场景Graph生成(SGG)旨在从图像中提取<主题、谓词、对象>关系以视觉理解。尽管最近的工作在SGG方面取得了稳定的进展,但它们仍然面临长尾巴分布问题,长谓词训练代价更高,且由于少量的注释数据,与频繁谓词相比难以区分。现有的平衡策略试图通过先前规则来实现,但仍然局限于预定义条件,这对各种模型和数据集是不可扩展的。在本文中,我们提出了一种跨模态预比较增强(CaCao)框架,其中视觉提示的语言模型以低资源方式生成多种精细的谓词。 proposed CaCao可以以一种可插拔的方式应用,并自动加强现有的SGG以解决长尾巴问题。基于这一点,我们进一步介绍了一种名为“开放世界谓词场景Graph生成(Epic)”的全新的、相互交织的跨模态提示方法,其中模型可以在零样本情况下 generalization到未观察到的谓词。对三个基准数据集的全面实验表明,CaCao consistentlyBoost了多个场景Graph生成模型的性能,以一种模型无关的方式。此外,我们的Epic在开放世界谓词预测方面实现了竞争性能。
https://arxiv.org/abs/2303.13233
Machine learning algorithms, especially Neural Networks (NNs), are a valuable tool used to approximate non-linear relationships, like the AC-Optimal Power Flow (AC-OPF), with considerable accuracy -- and achieving a speedup of several orders of magnitude when deployed for use. Often in power systems literature, the NNs are trained with a fixed dataset generated prior to the training process. In this paper, we show that adapting the NN training dataset during training can improve the NN performance and substantially reduce its worst-case violations. This paper proposes an algorithm that identifies and enriches the training dataset with critical datapoints that reduce the worst-case violations and deliver a neural network with improved worst-case performance guarantees. We demonstrate the performance of our algorithm in four test power systems, ranging from 39-buses to 162-buses.
机器学习算法,特别是神经网络(NNs),是一种宝贵的工具,用于近似非线性关系,如交流最优能量流(AC-OPF),具有相当准确的精度,并在部署时实现数 orders of magnitude 的提速。通常在电力系统文献中,NNs 通常是在训练过程开始前生成固定的数据集进行训练。在本文中,我们表明,在训练期间适应NN训练数据集可以改进NN性能,并显著减少其最坏情况下的违反。本文提出了一种算法,可以识别并丰富训练数据集中的关键数据点,以减少最坏情况下的违反,并生成NNs 具有改进最坏情况下性能保证。我们展示了我们算法在四个测试电力系统中的表现,这些电力系统的规模从39辆到162辆不等。
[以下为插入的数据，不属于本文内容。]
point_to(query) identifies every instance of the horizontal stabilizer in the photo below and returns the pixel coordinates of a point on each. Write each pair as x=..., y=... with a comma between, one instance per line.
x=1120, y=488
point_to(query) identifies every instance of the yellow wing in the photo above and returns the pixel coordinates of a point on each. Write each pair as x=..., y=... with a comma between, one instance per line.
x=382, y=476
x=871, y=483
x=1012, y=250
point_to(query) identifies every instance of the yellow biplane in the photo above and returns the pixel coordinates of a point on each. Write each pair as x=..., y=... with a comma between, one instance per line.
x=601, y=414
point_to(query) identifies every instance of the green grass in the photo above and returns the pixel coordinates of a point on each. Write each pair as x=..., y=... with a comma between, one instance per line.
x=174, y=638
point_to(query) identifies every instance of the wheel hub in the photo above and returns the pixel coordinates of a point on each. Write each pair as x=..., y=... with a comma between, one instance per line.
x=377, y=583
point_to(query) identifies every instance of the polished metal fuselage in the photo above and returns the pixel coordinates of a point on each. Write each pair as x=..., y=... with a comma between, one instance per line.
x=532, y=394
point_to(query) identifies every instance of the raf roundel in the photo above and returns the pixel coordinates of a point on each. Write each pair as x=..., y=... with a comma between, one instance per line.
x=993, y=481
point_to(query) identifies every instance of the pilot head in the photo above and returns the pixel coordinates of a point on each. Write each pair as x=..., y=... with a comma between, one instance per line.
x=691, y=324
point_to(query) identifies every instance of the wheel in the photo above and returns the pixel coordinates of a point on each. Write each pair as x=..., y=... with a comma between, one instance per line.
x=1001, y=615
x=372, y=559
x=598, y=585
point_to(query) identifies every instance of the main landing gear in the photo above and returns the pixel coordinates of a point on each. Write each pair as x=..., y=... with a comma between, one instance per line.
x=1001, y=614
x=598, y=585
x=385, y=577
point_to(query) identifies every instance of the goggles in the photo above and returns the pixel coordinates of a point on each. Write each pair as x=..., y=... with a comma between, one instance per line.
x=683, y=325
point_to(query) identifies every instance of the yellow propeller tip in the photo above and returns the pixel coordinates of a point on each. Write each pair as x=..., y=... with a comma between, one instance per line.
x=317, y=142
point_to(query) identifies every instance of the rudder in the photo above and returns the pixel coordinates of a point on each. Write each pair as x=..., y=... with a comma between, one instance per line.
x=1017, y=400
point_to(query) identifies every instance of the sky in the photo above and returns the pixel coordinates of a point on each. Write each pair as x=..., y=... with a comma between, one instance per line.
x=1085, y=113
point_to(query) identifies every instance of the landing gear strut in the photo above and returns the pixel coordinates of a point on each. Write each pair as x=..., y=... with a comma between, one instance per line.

https://arxiv.org/abs/2303.13228
Current video-based scene graph generation (VidSGG) methods have been found to perform poorly on predicting predicates that are less represented due to the inherent biased distribution in the training data. In this paper, we take a closer look at the predicates and identify that most visual relations (e.g. sit_above) involve both actional pattern (sit) and spatial pattern (above), while the distribution bias is much less severe at the pattern level. Based on this insight, we propose a decoupled label learning (DLL) paradigm to address the intractable visual relation prediction from the pattern-level perspective. Specifically, DLL decouples the predicate labels and adopts separate classifiers to learn actional and spatial patterns respectively. The patterns are then combined and mapped back to the predicate. Moreover, we propose a knowledge-level label decoupling method to transfer non-target knowledge from head predicates to tail predicates within the same pattern to calibrate the distribution of tail classes. We validate the effectiveness of DLL on the commonly used VidSGG benchmark, i.e. VidVRD. Extensive experiments demonstrate that the DLL offers a remarkably simple but highly effective solution to the long-tailed problem, achieving the state-of-the-art VidSGG performance.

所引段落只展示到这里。